Vincent Namatjira, Albert Namatjira, Magabala Books, August 2021, 32 pp., RRP $24.99 (hbk), ISBN 9781925936216
This picture book biography about Aboriginal artist Albert Namatjira is written by his great-grandson, Vincent. Vincent is the first indigenous artist to have won the Archibald prize, which he did in 2020 with a portrait of Adam Goodes. However, Vincent has also painted a series of portraits of Albert which were acquired by the Queensland Art Gallery/Gallery of Modern Art. Some of these are used as illustrations in this book.
Albert Namatjira was born in 1902 in the Northern Territory. He took up landscape painting after meeting Melbourne artist Rex Battarbee. Albert took Rex to beautiful places to paint and Rex taught Albert how to paint with water colours. Albert’s landscape paintings made him famous, and he received a medal from the Queen. A portrait of him by Sir William Dargie won the Archibald Prize. He was also the first Aboriginal to be granted Australian citizenship.
Many young readers may not know about this period of history when indigenous peoples did not have the same rights as other Australians. Trying to live between the two cultures was difficult for Albert, when he had rights as a citizen but members of his family did not. This book is therefore important in showing the social issues of the time. The text is understated, just expressing the facts, which makes it quite powerful.

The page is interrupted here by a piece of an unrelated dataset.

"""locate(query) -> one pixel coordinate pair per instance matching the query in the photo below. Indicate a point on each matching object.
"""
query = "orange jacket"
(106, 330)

It also reveals a lot about Vincent Namatjira, introducing his distinctive style of portraiture and giving a timeline of his artistic success, including the purchase of a portrait of Captain James Cook by the British Museum. His own life has not been easy and he now lives on APY lands in South Australia. He is very proud of his great-grandfather’s legacy, and it shines through in this book.